In 1974, Turkey invaded Cyprus and to this day occupies one-third of the island nation. Northern Cyprus remains the only occupied territory in Europe. Nor is Northern Cyprus simply disputed. Unlike the West Bank and Gaza—which were not a recognized part of an independent country when controlled by Egypt, Jordan, or Israel—northern Cyprus was and remains as much occupied by Turkey as Kuwait was by Iraq.
It is not surprising, therefore, that passions remain high in Cyprus, especially as the 40thanniversary of the Turkish invasion and occupation approaches. After reports surfaced that Cypriots snatched a Turkish flag waved at a rally and burned it, Turkey’s European Union minister Egemen Bağış demanded an explanation and investigation. “Of course, burning the flag is not their place. We expect the Greek Cypriot Administration of Southern Cyprus to give a very clear reaction to those who burned the flag,” Bağış reportedly said. Hürriyet Daily News continued, “Bağış indicated that protection of the Turkish flag’s honor must be an issue also for Greek Cypriots….”
What nonsense. Against the backdrop of the incitement in which Bağış’s partisans frequently engage, Turkish protestors regularly burn American flags.
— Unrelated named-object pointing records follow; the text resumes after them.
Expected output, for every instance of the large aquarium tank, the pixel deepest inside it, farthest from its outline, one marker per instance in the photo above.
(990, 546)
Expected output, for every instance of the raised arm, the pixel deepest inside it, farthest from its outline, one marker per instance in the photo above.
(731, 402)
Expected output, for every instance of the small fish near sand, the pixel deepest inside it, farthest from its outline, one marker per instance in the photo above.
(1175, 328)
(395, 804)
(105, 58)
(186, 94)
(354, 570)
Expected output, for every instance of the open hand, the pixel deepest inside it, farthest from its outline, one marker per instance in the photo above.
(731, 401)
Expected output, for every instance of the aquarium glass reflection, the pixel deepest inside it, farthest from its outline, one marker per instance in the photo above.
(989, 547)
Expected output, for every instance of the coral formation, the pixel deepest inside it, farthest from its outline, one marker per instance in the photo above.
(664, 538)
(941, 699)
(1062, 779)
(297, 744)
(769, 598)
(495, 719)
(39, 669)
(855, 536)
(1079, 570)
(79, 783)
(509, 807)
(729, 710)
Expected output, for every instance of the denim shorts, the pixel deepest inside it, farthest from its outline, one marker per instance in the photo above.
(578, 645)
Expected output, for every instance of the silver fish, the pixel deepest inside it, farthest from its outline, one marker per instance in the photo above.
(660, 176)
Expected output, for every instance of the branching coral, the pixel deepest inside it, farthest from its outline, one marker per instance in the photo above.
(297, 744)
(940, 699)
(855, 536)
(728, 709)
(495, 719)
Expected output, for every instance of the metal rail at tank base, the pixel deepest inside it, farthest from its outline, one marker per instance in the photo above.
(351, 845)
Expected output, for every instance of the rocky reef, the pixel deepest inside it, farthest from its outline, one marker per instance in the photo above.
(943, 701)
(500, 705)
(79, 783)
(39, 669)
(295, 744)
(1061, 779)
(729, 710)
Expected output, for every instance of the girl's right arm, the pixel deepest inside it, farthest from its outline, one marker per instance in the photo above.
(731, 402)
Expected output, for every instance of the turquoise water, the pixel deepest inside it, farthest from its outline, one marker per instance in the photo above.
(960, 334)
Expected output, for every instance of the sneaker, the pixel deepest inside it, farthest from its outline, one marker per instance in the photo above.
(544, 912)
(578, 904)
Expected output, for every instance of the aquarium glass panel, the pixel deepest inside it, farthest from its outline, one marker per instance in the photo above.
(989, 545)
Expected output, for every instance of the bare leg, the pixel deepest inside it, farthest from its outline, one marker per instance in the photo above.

See, for example, new stories here, here, and here. While the flag burning is of course offensive—as is the fact that some of the Turkish protestors were doing so in outrage over Osama bin Laden’s death—no American official would dream of demanding investigations or seeking to punish the perpetrators. Bağış is known throughout both Turkey and Europe as a bit of a blowhard, but his comments should remind Europeans just how unready Turkey is for the European Union. When it comes to respect of free speech, even Russia has a better claim to meeting European criteria.
As for Cyprus, even Bağış should recognize that it has far bigger concerns right now than genuflecting to an occupying army.